We are surprised and disappointed that our first revision, in which we addressed Reviewer 2’s comments in good faith, has somehow been reviewed more harshly than our initial submission. Moreover, Reviewer 2 has neglected to provide critiques outlining why their opinion of this manuscript has declined, making it difficult if not impossible to respond to the concerns.

Given no alternative, we will address the points that we can.

Reviewer 2 marked that “Extensive editing of English language and style [is] required”. As we commented in our initial response, this manuscript has been reviewed by two native English speakers, one of whom is a grant writing specialist and both of whom have extensive manuscript and grant writing experience. Thus, we vehemently disagree with Reviewer 2 on this point.

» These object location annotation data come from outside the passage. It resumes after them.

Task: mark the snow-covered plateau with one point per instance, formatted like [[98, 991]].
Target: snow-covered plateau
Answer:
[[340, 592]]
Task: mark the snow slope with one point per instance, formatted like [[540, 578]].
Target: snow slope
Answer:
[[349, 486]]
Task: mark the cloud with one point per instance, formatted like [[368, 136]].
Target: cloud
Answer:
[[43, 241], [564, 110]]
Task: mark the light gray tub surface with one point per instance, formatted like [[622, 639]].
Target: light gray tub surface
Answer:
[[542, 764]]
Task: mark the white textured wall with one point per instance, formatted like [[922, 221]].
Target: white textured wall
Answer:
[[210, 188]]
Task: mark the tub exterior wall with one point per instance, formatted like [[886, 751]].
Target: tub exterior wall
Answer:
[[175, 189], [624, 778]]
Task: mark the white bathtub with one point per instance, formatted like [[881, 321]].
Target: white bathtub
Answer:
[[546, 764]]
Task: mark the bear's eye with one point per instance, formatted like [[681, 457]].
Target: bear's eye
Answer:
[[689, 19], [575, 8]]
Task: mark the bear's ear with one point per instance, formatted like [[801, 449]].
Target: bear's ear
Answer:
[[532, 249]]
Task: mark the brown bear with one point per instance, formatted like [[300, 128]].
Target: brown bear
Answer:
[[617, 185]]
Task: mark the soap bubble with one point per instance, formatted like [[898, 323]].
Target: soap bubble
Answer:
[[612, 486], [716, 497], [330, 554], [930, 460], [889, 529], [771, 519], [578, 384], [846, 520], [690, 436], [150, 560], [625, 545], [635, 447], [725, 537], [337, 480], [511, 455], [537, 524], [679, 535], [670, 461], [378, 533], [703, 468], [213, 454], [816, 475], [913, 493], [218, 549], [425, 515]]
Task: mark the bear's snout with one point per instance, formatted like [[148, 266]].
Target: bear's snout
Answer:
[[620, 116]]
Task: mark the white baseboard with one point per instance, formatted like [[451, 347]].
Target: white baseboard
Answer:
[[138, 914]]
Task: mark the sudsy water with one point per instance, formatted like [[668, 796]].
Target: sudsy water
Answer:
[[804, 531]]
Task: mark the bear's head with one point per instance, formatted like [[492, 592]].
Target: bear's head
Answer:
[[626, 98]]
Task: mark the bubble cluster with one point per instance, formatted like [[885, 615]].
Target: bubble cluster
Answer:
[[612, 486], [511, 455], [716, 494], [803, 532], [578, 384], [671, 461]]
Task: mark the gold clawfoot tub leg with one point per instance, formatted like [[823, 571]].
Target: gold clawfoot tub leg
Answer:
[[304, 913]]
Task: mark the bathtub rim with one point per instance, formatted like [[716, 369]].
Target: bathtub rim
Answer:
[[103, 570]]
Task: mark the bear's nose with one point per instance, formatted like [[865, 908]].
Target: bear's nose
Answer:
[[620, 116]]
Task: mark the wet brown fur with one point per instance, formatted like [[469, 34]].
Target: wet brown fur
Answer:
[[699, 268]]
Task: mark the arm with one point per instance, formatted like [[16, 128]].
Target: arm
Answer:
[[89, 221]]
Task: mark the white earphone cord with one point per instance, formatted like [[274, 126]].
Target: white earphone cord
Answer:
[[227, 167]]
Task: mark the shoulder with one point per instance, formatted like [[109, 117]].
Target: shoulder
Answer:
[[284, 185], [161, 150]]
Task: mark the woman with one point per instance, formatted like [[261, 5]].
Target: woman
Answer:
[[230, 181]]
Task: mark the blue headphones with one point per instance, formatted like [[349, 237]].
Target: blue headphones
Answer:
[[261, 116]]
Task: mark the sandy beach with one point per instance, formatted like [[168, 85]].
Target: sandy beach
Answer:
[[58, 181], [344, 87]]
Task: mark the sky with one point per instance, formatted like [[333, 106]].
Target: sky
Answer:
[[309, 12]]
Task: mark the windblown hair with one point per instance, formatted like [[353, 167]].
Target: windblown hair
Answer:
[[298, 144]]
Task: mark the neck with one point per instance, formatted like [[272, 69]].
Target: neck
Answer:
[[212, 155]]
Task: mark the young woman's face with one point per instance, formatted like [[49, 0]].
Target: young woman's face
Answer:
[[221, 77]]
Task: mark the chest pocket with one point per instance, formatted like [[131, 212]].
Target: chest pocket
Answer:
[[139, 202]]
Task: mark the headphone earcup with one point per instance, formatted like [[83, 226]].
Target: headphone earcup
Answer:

Reviewer 2 also said that our “…argument for not doing [the experiment suggested in comment 6] is not justified.” However, Reviewer 2 again neglects to elaborate on why she/he believes our response is not justified. Residues K48 and K49 have an extensive body of literature supporting their importance for dsRNA binding in multiple proteins [references 40,48,55,56,57]. While K52 is somewhat conserved in other dsRNA binding proteins, and might also play a role in dsRNA binding as other residues in CRV157 likely do, the purpose of generating the CRV157-K48A/K49A mutant was to have a control that is unable to bind dsRNA and not to extensively study all residues in CRV157 that play a role in dsRNA binding. Therefore, in our view investigating residue 52 is not necessary for an initial discovery paper and cannot justify the substantial time and expense to perform this experiment.